Tony Pigg, a silky-voiced disc jockey who rode high during FM radio’s golden era — first supplying extended jams to the psychedelic underground on the seminal San Francisco radio station KSAN in the 1960s and later at the powerhouse rock station WPLJ in New York — died on April 26 at his home in Manhattan. He was 85.
His death was announced by his wife, Lucinda Scala Quinn.
Howard Stern recently said on his SiriusXM satellite radio show that he was enamored with Mr. Pigg’s work when he was growing up on Long Island.
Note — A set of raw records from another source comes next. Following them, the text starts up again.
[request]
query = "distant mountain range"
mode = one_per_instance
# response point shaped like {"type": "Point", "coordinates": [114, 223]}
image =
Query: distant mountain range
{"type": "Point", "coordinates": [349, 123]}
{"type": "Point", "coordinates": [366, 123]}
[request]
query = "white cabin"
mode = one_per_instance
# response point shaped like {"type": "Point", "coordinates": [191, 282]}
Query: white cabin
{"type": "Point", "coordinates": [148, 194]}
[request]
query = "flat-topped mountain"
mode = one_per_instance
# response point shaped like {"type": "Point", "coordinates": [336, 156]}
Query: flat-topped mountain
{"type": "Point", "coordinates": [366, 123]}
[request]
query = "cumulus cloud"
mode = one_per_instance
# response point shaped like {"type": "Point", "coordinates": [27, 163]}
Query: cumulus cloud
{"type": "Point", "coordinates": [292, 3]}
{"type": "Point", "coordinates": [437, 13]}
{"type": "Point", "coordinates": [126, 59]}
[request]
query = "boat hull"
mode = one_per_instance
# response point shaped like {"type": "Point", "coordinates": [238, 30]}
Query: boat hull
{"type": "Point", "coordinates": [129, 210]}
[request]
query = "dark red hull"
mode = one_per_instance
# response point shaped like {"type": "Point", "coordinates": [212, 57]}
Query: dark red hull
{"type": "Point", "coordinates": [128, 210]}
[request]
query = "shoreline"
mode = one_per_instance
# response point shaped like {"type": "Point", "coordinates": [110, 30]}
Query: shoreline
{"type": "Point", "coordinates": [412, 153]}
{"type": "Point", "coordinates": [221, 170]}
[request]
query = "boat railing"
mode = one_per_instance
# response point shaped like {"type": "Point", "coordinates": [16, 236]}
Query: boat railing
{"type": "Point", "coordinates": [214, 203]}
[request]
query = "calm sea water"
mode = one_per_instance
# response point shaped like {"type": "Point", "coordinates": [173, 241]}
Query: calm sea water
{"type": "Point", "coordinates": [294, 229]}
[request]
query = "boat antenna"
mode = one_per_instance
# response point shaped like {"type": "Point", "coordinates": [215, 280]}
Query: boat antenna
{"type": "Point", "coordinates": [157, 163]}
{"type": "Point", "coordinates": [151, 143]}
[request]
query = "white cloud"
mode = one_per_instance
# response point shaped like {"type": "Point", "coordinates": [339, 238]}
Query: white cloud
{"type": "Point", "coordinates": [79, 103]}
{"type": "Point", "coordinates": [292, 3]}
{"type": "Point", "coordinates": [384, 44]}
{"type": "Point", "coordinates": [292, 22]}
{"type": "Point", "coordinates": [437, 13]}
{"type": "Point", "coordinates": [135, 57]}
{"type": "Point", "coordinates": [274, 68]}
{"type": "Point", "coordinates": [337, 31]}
“He was one of those guys I was really jealous of,” Mr. Stern said. “When I was growing up I was like, ‘I want to be on the radio, but I don’t have a voice like Tony Pigg.’”
Jim Kerr, another mainstay of the once-dominant WPLJ, said in a statement: “The warmth and wit of Tony Pigg entertained an entire generation of New York radio listeners. His talent was a major reason why in the 1970s, WPLJ became the most-listened-to FM station in America and is so fondly remembered today.”
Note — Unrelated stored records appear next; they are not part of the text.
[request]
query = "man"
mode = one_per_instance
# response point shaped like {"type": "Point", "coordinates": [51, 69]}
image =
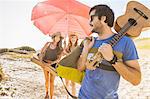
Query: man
{"type": "Point", "coordinates": [102, 83]}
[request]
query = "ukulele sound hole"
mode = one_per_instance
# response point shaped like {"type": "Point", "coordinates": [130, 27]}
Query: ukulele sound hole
{"type": "Point", "coordinates": [132, 22]}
Mr. Pigg’s deep, sonorous voice was also a staple of television. For three decades he was the announcer for the long-running New York-based live morning show originally co-hosted by Regis Philbin, which has evolved into “Live With Kelly and Mark,” now starring Kelly Ripa and Mark Consuelos.
Tony Pigg was born Richard Joseph Quinn on April 11, 1939, in Sacramento to Philomena (Cantisano) Quinn, a court stenographer, and Joseph Quinn, a corrections officer and milkman. He studied art under the painter Wayne Thiebaud at California State University, Sacramento, and served a stint in the Army before deciding to pursue a career in radio.
He dropped out of college to get his radio license and, after honing his craft at stations in Winslow, Ariz., and his hometown, landed at KSAN, a soundtrack of San Francisco’s Haight-Ashbury scene. It was there that his original “nom de disc,” as he called it — Tony (after a favorite uncle) Bigg (because he was 6-foot-4) — morphed into “Tony Pigg” after a colleague garbled “Bigg” during a meeting.
“It was funny, so I kept it,” he said in a 1983 interview with The Daily Item of Port Chester, N.Y. “Even though it was funny for about a week.”
The station was not a place where people got hung up on particulars. “We were a bunch of hippies — longhaired freaks,” he told The Daily News of New York in 1989.
Eschewing Top 40 playlists and breathless D.J. banter for deep album cuts and anti-establishment satire, KSAN served as a cradle for local bands like Jefferson Airplane, Santana and the Grateful Dead.
Mr. Pigg was particularly close to the Dead, whom he knew through his friend Owsley Stanley, who helped finance the band as well as warp their perceptions, thanks to the fabled LSD he produced.
In 1970, Mr. Pigg moved to New York to join WABC-FM, which soon became WPLJ. A staple of the metropolitan airwaves, it helped pioneer the album-oriented rock format, which focused on popular tracks from heavyweights like the Beatles, Led Zeppelin, the Rolling Stones and David Bowie — basically classic rock before it was “classic.”
He spent more than a decade at the station, which now has a Christian contemporary format. He later manned the microphones at the New York stations WXRK (known as K-Rock) and WNEW-FM.
In addition to his wife, he is survived by two children from a previous marriage, Mark and Lisa Quinn; three other sons, Calder, Miles and Luca Quinn; and a granddaughter.
Listeners over the years hailed Mr. Pigg for his unflappable on-air persona, a manner both warm and cool. In the words of The Daily News, he could “convincingly juggle ‘Mr. Wild, Crazy and Irreverent’ with ‘Mr. Committed Citizen.’”
He had plenty to say, but he measured out his on-air commentary in carefully calibrated doses.
“My own personal theory is just shut up and play the music,” he told The Daily Item. “If I can enhance the music by succinct phrases or inflections, that is really the ultimate craft in jockdom.”